When it comes to imagining how the industrial AI would work, it comes down to imagining robots. Innovative companies are involving in developing friendly robots that can work alongside the humans. Now the modern robots are made capable of making real-time decisions apart from doing the common daily tasks in the industry.
But the majority of the AI value lies in the manufacturing of the data that is transformed from the sensors and the hardware to predictions which are best for faster decision making. If one can connect the machines to make an intelligent automated system in the cloud, it will one of the most important evolution in the field of industry.
1. Industrial Data Is Often Inaccurate
Machine learning is made to work properly after it is fed with a lot of data sets. Consumer data is hard to misunderstand, let's say you want to order a burger or click on an advertisement. When you are looking at an industrial data, it is often useless. Let's us say, you want to calculate how far a combination is required for you to drill and you make use of a moisture sensor that takes the measurements. The readings can be changed by the differences in temperatures, man-handling, any kind of malfunctions in the hardware, etc.

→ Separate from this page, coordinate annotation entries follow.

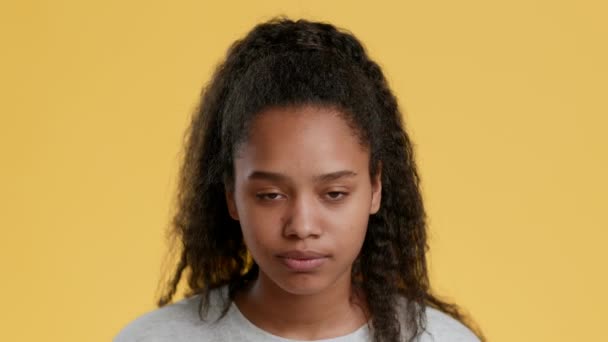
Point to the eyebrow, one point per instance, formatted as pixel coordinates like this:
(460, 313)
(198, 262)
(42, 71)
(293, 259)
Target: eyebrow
(279, 177)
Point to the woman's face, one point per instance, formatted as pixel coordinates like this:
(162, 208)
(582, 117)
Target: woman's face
(303, 195)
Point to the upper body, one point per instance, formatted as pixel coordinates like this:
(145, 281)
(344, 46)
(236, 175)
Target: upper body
(299, 192)
(180, 322)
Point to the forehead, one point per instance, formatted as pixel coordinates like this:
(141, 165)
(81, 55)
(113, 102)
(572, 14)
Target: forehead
(301, 142)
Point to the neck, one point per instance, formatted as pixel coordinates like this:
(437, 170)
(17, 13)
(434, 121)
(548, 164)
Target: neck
(335, 311)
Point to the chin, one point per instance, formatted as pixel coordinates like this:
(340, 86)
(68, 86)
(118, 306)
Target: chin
(303, 284)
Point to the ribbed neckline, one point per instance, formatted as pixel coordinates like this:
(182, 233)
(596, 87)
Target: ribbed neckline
(250, 329)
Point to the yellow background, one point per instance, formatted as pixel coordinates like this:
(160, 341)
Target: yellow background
(505, 100)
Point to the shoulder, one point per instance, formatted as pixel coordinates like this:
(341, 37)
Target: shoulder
(441, 327)
(174, 322)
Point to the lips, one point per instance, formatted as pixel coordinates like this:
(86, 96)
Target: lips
(303, 261)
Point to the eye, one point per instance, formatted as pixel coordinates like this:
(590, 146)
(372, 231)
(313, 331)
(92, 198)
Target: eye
(269, 196)
(336, 195)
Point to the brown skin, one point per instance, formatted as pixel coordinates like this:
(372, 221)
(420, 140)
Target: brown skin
(283, 204)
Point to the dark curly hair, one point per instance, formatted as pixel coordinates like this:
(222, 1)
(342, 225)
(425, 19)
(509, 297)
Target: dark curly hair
(290, 63)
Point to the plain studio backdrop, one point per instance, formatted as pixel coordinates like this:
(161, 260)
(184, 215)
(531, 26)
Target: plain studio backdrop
(505, 102)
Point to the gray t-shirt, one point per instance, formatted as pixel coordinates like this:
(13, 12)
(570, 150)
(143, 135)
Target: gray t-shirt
(180, 322)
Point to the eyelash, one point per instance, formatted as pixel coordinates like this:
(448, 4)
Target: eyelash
(265, 196)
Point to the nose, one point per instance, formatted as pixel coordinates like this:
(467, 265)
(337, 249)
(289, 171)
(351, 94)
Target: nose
(301, 219)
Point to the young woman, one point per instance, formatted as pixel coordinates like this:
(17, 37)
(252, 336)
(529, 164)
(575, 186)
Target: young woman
(300, 214)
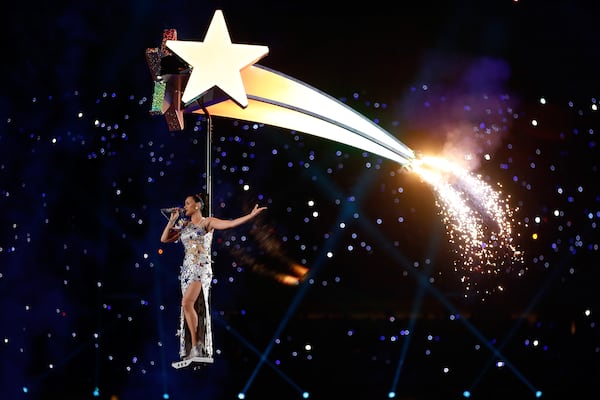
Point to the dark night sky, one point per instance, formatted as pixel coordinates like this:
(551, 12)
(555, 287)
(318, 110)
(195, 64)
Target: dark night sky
(90, 298)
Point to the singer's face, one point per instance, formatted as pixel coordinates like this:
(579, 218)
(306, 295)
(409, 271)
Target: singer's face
(189, 205)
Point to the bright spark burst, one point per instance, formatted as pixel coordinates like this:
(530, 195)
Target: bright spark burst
(478, 221)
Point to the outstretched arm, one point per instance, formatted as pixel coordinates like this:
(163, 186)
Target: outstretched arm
(169, 234)
(220, 224)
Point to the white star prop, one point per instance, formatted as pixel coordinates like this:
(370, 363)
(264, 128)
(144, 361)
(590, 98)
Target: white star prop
(216, 62)
(271, 97)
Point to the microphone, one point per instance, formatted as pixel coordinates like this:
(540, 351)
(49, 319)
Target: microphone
(171, 210)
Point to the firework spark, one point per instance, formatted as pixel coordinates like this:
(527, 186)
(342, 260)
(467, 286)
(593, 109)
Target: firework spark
(478, 221)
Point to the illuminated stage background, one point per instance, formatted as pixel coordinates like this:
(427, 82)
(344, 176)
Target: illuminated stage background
(90, 297)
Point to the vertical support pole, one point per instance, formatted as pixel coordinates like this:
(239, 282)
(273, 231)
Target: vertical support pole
(208, 211)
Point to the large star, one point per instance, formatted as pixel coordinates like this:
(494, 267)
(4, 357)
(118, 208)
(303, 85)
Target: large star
(216, 62)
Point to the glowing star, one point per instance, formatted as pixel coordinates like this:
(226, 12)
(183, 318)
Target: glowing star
(270, 97)
(216, 62)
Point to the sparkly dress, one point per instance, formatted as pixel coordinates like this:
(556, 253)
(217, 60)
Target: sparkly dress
(196, 267)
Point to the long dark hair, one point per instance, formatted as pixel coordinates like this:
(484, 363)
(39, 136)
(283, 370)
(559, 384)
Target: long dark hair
(198, 198)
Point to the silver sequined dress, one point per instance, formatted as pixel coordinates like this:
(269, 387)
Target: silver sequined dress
(196, 266)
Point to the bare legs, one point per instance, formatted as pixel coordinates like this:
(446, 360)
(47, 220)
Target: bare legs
(191, 316)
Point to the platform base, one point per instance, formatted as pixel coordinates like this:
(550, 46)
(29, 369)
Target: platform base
(194, 361)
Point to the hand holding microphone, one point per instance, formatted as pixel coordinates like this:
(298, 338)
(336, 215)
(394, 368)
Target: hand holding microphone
(169, 212)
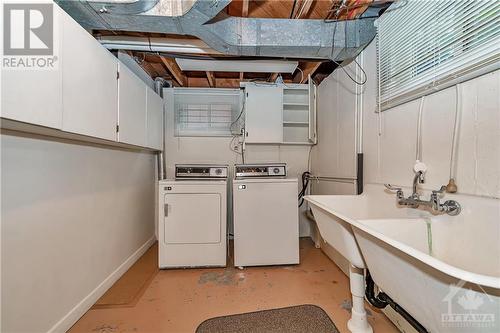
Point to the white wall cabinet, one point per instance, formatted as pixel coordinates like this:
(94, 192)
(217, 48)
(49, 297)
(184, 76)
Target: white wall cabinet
(91, 93)
(90, 86)
(283, 114)
(131, 108)
(263, 114)
(154, 129)
(33, 96)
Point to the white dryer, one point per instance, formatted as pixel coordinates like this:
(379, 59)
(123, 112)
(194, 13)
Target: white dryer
(265, 216)
(192, 217)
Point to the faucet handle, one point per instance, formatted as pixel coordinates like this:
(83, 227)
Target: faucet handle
(392, 188)
(441, 190)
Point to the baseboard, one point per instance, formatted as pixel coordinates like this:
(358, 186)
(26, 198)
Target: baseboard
(79, 310)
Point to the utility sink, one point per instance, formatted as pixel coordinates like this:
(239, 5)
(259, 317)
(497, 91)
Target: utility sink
(429, 264)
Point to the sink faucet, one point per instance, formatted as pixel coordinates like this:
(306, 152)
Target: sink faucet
(450, 207)
(418, 179)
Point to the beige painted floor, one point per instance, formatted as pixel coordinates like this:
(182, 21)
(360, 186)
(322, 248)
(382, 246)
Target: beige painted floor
(179, 300)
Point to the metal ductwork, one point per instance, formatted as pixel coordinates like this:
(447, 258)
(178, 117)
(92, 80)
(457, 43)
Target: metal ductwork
(237, 36)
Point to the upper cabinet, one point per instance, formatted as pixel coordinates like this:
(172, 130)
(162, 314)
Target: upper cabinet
(283, 113)
(263, 113)
(33, 96)
(90, 93)
(154, 135)
(90, 86)
(131, 108)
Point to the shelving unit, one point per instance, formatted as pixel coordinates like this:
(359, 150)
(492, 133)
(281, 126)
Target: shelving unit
(280, 113)
(296, 114)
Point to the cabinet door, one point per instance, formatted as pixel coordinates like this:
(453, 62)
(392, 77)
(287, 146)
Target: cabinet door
(154, 120)
(131, 108)
(312, 111)
(263, 114)
(34, 96)
(90, 85)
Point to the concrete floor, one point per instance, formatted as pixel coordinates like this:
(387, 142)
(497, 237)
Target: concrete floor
(179, 300)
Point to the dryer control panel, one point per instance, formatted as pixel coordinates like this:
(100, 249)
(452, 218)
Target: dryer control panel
(260, 170)
(200, 171)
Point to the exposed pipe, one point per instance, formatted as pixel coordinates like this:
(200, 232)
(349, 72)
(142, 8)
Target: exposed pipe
(452, 187)
(160, 83)
(240, 36)
(381, 300)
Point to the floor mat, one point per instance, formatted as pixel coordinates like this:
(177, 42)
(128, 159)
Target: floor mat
(294, 319)
(128, 289)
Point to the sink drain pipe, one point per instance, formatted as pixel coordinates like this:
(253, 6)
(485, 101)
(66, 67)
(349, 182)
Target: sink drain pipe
(381, 300)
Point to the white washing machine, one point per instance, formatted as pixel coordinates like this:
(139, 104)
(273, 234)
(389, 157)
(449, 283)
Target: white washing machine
(192, 217)
(265, 216)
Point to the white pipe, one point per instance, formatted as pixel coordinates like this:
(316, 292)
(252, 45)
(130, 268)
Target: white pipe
(419, 129)
(456, 131)
(154, 44)
(358, 322)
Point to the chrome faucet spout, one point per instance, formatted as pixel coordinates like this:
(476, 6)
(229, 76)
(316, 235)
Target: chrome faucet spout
(450, 207)
(418, 179)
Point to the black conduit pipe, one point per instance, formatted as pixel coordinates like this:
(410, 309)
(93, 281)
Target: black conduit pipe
(381, 300)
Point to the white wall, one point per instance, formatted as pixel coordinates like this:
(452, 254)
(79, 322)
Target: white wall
(216, 150)
(71, 214)
(389, 142)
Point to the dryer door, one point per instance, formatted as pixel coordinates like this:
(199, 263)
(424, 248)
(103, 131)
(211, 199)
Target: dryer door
(192, 218)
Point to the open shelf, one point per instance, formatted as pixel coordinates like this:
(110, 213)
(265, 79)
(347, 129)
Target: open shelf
(295, 123)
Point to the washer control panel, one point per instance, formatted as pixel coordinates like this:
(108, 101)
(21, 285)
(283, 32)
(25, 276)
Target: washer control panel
(200, 171)
(260, 170)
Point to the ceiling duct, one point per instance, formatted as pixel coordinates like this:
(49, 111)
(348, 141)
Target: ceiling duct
(237, 36)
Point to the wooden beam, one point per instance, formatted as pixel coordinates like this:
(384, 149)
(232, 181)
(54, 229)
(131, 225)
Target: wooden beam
(273, 77)
(307, 68)
(304, 9)
(174, 70)
(211, 79)
(244, 8)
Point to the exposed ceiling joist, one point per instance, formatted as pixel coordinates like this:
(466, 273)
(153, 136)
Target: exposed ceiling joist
(304, 8)
(244, 8)
(211, 79)
(256, 37)
(273, 77)
(307, 69)
(175, 71)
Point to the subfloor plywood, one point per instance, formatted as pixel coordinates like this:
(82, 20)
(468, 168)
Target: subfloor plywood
(179, 300)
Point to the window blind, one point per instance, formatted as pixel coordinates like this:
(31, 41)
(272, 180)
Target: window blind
(428, 45)
(205, 112)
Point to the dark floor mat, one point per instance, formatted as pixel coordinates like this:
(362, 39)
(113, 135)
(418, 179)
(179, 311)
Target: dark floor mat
(294, 319)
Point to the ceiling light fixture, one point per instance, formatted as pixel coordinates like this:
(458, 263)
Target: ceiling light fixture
(256, 66)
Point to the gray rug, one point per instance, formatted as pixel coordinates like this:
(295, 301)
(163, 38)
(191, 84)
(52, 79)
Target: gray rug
(294, 319)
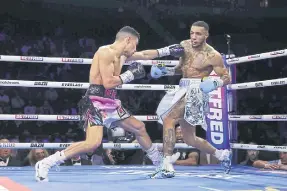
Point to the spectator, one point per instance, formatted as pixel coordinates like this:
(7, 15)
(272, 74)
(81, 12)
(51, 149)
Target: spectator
(17, 103)
(4, 99)
(30, 108)
(6, 158)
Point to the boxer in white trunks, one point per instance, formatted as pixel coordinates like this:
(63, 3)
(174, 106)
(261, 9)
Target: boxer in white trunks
(100, 106)
(188, 105)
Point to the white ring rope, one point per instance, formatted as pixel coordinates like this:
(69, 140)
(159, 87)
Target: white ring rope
(129, 146)
(59, 60)
(32, 117)
(35, 117)
(79, 85)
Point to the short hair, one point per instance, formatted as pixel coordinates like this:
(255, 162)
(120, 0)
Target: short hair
(201, 24)
(127, 30)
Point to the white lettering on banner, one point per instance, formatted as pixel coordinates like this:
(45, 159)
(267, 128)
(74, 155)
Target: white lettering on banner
(215, 116)
(216, 128)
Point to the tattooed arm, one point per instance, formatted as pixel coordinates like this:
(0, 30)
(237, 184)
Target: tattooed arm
(220, 70)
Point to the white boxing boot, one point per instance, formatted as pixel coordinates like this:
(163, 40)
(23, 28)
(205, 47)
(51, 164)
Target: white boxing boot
(42, 167)
(225, 157)
(165, 169)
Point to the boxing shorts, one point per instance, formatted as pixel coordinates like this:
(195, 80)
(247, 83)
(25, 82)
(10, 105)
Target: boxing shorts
(99, 107)
(196, 102)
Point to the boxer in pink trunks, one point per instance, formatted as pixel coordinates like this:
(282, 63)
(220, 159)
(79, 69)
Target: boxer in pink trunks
(100, 106)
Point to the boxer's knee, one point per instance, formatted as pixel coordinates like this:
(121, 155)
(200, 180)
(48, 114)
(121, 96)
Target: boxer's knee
(169, 122)
(140, 127)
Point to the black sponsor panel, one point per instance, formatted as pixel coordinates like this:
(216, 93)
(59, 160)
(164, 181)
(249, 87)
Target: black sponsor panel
(37, 145)
(41, 83)
(259, 84)
(169, 87)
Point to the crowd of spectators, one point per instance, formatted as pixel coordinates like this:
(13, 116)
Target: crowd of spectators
(28, 38)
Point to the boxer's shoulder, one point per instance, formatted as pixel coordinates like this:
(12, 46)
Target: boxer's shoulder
(185, 43)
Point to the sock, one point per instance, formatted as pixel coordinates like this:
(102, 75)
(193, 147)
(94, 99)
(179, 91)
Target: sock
(217, 153)
(151, 149)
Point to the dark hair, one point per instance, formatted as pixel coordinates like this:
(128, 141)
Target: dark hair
(128, 30)
(201, 24)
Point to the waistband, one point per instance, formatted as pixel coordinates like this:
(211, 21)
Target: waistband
(101, 91)
(185, 82)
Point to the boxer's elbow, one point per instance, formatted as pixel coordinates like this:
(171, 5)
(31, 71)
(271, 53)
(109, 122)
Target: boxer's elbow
(112, 82)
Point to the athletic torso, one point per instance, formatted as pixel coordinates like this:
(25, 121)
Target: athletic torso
(95, 74)
(196, 64)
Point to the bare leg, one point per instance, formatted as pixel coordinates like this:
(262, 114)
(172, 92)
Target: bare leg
(190, 138)
(137, 127)
(94, 135)
(169, 123)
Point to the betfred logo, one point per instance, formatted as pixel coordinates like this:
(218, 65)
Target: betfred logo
(26, 116)
(31, 58)
(72, 60)
(255, 117)
(233, 60)
(151, 117)
(68, 117)
(277, 52)
(279, 117)
(254, 56)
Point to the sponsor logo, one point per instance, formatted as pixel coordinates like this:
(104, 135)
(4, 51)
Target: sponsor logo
(41, 83)
(68, 117)
(169, 87)
(254, 56)
(72, 84)
(259, 84)
(216, 124)
(280, 147)
(255, 117)
(143, 86)
(277, 83)
(277, 52)
(73, 60)
(242, 86)
(31, 58)
(7, 145)
(234, 116)
(64, 145)
(8, 82)
(117, 145)
(244, 146)
(37, 145)
(26, 116)
(151, 117)
(279, 116)
(233, 60)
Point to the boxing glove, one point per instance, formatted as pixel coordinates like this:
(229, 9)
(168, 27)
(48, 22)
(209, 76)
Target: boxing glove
(175, 50)
(209, 84)
(158, 71)
(134, 71)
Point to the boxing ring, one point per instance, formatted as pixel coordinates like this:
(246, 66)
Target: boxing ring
(131, 177)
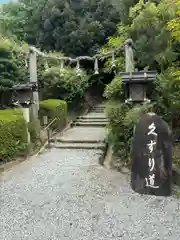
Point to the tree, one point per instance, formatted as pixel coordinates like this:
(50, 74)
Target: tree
(75, 27)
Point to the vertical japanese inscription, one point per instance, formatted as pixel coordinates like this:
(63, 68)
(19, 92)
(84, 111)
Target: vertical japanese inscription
(150, 181)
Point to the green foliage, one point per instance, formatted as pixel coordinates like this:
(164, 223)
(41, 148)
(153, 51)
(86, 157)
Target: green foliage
(54, 108)
(13, 134)
(74, 27)
(114, 90)
(66, 85)
(12, 67)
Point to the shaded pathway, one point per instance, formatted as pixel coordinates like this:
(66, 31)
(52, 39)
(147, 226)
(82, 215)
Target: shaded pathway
(66, 194)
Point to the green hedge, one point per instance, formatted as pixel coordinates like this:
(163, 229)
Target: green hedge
(13, 134)
(54, 108)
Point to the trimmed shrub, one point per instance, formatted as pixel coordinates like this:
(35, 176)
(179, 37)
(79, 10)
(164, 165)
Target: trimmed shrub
(54, 108)
(13, 134)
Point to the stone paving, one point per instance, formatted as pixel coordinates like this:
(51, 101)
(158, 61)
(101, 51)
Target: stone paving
(64, 194)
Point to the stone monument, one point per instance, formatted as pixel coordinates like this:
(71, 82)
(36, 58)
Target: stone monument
(152, 156)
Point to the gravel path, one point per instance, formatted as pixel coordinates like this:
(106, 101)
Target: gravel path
(65, 194)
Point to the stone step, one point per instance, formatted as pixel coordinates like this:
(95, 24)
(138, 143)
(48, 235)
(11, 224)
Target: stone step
(90, 124)
(97, 109)
(101, 146)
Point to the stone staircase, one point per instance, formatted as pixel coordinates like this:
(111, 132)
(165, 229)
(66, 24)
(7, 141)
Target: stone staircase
(86, 132)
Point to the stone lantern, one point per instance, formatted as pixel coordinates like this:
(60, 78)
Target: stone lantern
(136, 84)
(24, 98)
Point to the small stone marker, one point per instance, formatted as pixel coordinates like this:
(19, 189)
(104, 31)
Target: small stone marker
(152, 156)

2. AI Runs on The Edge, Not on The Cloud
Consumer data is actually processed on the clouds where there is infinite space available. Amazon has the capability to see your browsing history to make your suggestions by looking at your purchase history. It is, therefore, said that when it comes to consumer predictions, there are very low values to false positives and negatives. This means you won't even blame Amazon if you end up with a book that dissatisfied you.
But when it comes to an industrial issue, suppose a problem needs fixing. The software can run on very minute details like temperature, the pressure of the machine, etc., and if any mistake occurs it could lead to a serious disaster. Therefore, it is observed that the stakes are pretty high when it comes to industrial applications as here millions of dollars and human lives are on stake. This concludes the fact that we cannot run the industrial features on the cloud and it should be implemented on a specific location.
Industrial AI is actually built as an end-to-end system, where the data generated by the sensors is on the edge, provided to the algorithms and then it is modeled on the cloud, after which it is moved back again to the edge for implementation. There are superior gates and a number of nodes in between the edge and the cloud which stores the entire system so that it can load at the right time at the right places.
3. A Single Prediction Can Cost Over $1,000
Industrial AI needs to be accurate despite the fact that there are large volumes of faulty data and limited processing power at the edge. Let's say if a plane needs some technical assistance in an analytical system, special technicians can help in engineering and dispatching the faulty part. There cannot be a case where you will call when there is no issue or when there is, that they do not say. The information has to be highly accurate to make sure that they have high fidelity systems. The only way one can achieve high fidelity is to run thousands of algorithms all at once. By running tons of algorithms parallelly, the results will help in the growth of the prediction which will eventually create a survival of the fittest situation where the predictions that are fittest will be used and one with fewer fit predictors will be discarded.
4. Complex Models Must Be Interpretable
Consumers rarely question when an online site makes recommendations, it is only when the stakes are high that they ask questions. Technicians who have been in a field for more than half of their life would not trust a machine to explain the predictions. In order to achieve a high level of interpretability, one has to invest in the newest technologies.
Today we can see that Consumer AI is playing a very important role in the customer service industry. Industrial AI is changing the industry by backing up quantifiable results that can add value to the business. Industrial AI requires more expertise than consumer AI in the process of evolution and development.